Understanding the structure of the Bible with illustrations
Christian Shimbun, February 9, 2020
Translated by Grace Koshino
As many youth turn to online videos to learn about the world and 5G wireless technology is increasingly popular, an online video series called BibleProject has been created to reach the younger generation.
Each book of the Old and New Testament is stylishly explained with solid Bible teaching through a series of YouTube videos. In the overview of each book, pictures and graphics are displayed as the narrator takes the viewer through the Bible. The viewer can follow the events of the Bible through the visuals. The overview of the book and its context is kept in mind throughout the video, and each section is put together to create one final overarching illustration as each video closes. This allows the viewer to see how each of the chapters link to each other and to understand the bigger picture. Each video is seven to eight minutes long.

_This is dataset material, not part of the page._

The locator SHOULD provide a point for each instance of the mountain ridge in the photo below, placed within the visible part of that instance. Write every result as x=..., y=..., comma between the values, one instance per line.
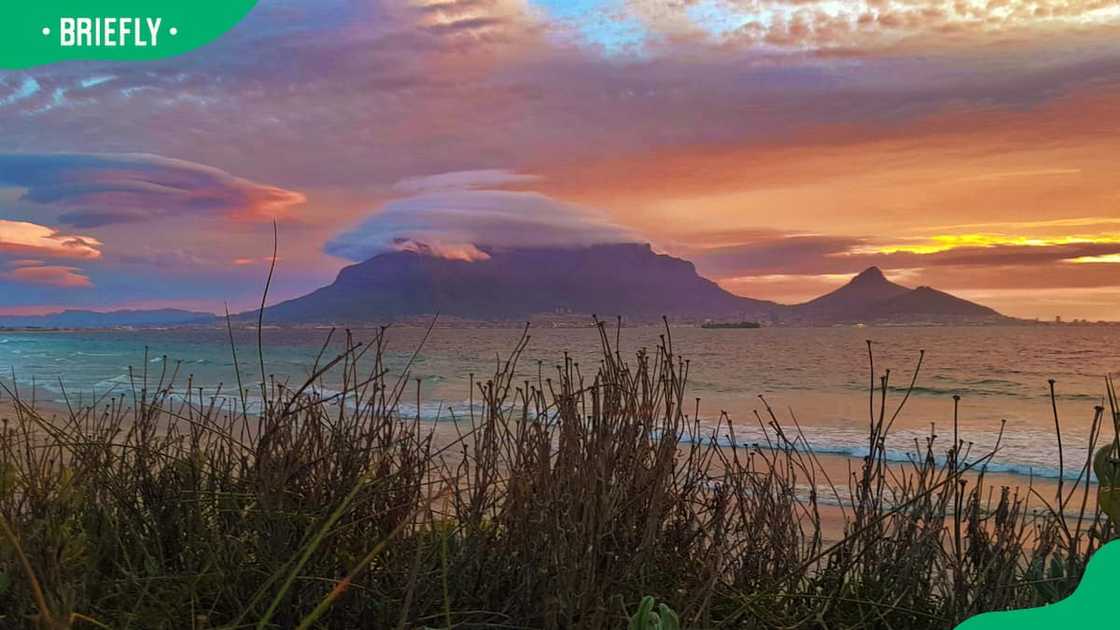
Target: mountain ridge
x=627, y=279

Taking Psalms as an example, the narrator explains that the book has a “unique design and message . . . which (the reader) won’t notice unless it is read from beginning to end.” He then explains that it can be divided up into five sections, and that Psalm 1, which focuses on the Torah (the five books of Moses), and Psalm 2, which describes the Messianic King, serve as a foundation for the rest of the psalms. The video also points out that the first three sections of the Psalms contain many poems of lament, whereas the fourth and fifth sections have more poems of praise. The video explains that this shift from lament to praise tells us “not to ignore the pain in our lives,” but also that “biblical faith is forward-looking, looking to the promise of God’s future messianic kingdom.”
BibleProject originated in America (bibleproject.com) and was created with the mission to “help people experience the Bible as a unified story that leads to Jesus.” University friends Timothy Mackie, a Bible scholar, and Jonathan Collins, an animation producer, teamed up after sharing ideas of how they could help people read Scripture. They created their first two videos in 2014, and gradually people joined them to help with production. They now have over 140 videos. The American production team consists of theologians, animators, illustrators, web designers, and marketers.
Project manager for the Japanese team, Hishō Uga, took an interest in BibleProject when he came across it four years ago and was eager to create the Japanese version. Production started last year, with the help of the Grace & Mercy Foundation.
Instead of simply adding subtitles, the Japanese version replaced all of the text in each animation. A Japanese team of illustrators, animators, narrators, translators, and staff from a student outreach group came together to produce the Japanese videos. “The script is built on solid biblical teaching, yet the language is simple. Due to the differences in the English and Japanese grammar, the illustrations and animations had to be readjusted and the choice of words and nuances had to be changed to be understandable for Japanese viewers,” Uga explained. The Japanese version can be followed smoothly thanks to the team’s efforts.
Uga and his team began to put Japanese videos online just before Christmas 2019. Some videos gathered more than 7,000 views within a month. “We aim to upload four new videos a month. We also plan to add subtitles to the videos for the hearing-impaired. Please check our YouTube channel, 聖書プロジェクト (“BibleProject” in Japanese). It is helpful material for personal devotions as well as for group studies,” says Uga.